His laugh was a trifle bitter. "A man can be lonely for exactly the same reason a girl can," he a.s.serted. "I've lived here for three months, and this is the first time I've spoken to you."

The color deepened in her cheeks. "I suppose I shouldn't be talking to you now but--Mary Rose--and we are neighbors. One does get so suspicious living with suspicious people," apologetically.

"Please don't be suspicious of me. I'm the most harmless man in Waloo.

I'm too busy hanging on to my job to be dangerous. I propose a vote of thanks to Mary Rose for bringing us together. All in favor say aye.

The ayes have it." He held out his hand.

She laughed consciously, but after a second she gave him her fingers.

"It is pleasant to be able to speak to one's neighbors," she admitted with a hint of formality that in some way pleased Mr. Strahan.

Mary Rose stopped at Mr. Wells' door as she went downstairs. It would be but friendly to tell him that Jenny Lind was found, he must be anxious. But she hesitated before she rapped on the door, very gently this time.

Mr. Wells had not lost any of his grimness when he opened it. He had on his hat and he looked to Mary Rose's startled eyes as tall as the steeple of the Presbyterian Church in Mifflin.

"Well, what now?" he snapped.

Mary Rose caught her breath. "I thought you would like to know that Jenny Lind is safe." She lifted the cage so that he could see for himself how safe and comfortable Jenny Lind was. "She was on the lowest shelf of the dumbwaiter. The enchanted princess's milk bottle was on the top shelf." And she chuckled. Now that she was no longer frightened, Jenny Lind's adventure seemed a joke.

It was not a joke to Mr. Wells. "A city apartment house is no place for pets--or children," he said and shut the door.

Mary Rose stared at the mahogany panels. "Crosspatch," she whispered.

And then she said it louder, "Crosspatch!"

The door opened as if by magic and Mr. Wells came out and shut it behind him.

"Did you say anything?" he asked coldly.

Mary Rose was too startled and too honest not to tell the truth.

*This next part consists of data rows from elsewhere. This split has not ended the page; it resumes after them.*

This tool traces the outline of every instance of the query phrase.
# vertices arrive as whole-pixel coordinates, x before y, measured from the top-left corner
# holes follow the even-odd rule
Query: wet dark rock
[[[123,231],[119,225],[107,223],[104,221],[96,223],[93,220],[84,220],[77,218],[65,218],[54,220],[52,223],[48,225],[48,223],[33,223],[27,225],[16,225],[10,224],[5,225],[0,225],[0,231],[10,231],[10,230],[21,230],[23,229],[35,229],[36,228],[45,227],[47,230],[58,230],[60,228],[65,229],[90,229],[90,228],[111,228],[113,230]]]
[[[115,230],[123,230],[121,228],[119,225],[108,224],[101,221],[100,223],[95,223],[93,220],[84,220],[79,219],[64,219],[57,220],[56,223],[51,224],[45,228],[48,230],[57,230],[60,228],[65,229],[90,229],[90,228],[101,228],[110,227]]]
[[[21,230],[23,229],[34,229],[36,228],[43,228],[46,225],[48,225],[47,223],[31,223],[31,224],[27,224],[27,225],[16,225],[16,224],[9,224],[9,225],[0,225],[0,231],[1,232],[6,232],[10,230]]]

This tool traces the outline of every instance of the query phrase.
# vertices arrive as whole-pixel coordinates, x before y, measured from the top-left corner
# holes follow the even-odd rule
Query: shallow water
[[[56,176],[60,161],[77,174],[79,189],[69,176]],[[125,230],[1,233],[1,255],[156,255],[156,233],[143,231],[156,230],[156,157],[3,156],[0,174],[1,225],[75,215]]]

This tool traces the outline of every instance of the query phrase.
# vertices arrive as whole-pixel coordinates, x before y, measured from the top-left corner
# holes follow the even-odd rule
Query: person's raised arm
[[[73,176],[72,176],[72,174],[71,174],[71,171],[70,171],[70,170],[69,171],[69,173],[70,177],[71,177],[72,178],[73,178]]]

"I said crosspatch," she faltered and waited bravely for the deluge.

The two looked at each other. The tall man with the nervous, irritable face and the little girl with the birdcage in her hand. She did not say that she had called him a crosspatch, and kindly Discretion whispered in Mr. Wells' ear that it would be wise to leave well enough alone. Without another word he stalked by Mary Rose down the stairs.

Mary Rose followed meekly. "It's a lucky thing, Jenny Lind, that you were not on his dumbwaiter. He's not what I call a very friendly man,"

she murmured.

She told Mr. Jerry all about it that afternoon when she ran over to see how George Washington was doing as a boarder. Mr. Jerry watched her curiously.

"Poor little kid," he thought. "She's up against it for fair with a cold-blooded bunch like that." He was very sympathetic and kind and quite enthusiastic over his new boarder. He cheered Mary Rose amazingly and lifted her to the seventh heaven of delight when he suggested that she should ride downtown with him in the automobile when he went for his Aunt Mary.

"You may take Jenny Lind and George Washington with you," he was good enough to say.

Mary Rose's dancing feet moved in a more sedate measure. "I think Jenny Lind has had ride enough for one day. And George Washington likes his four feet better than he does an automobile. He won't mind if we leave him behind."

"Then you may sit on the front seat with me," Mr. Jerry promised.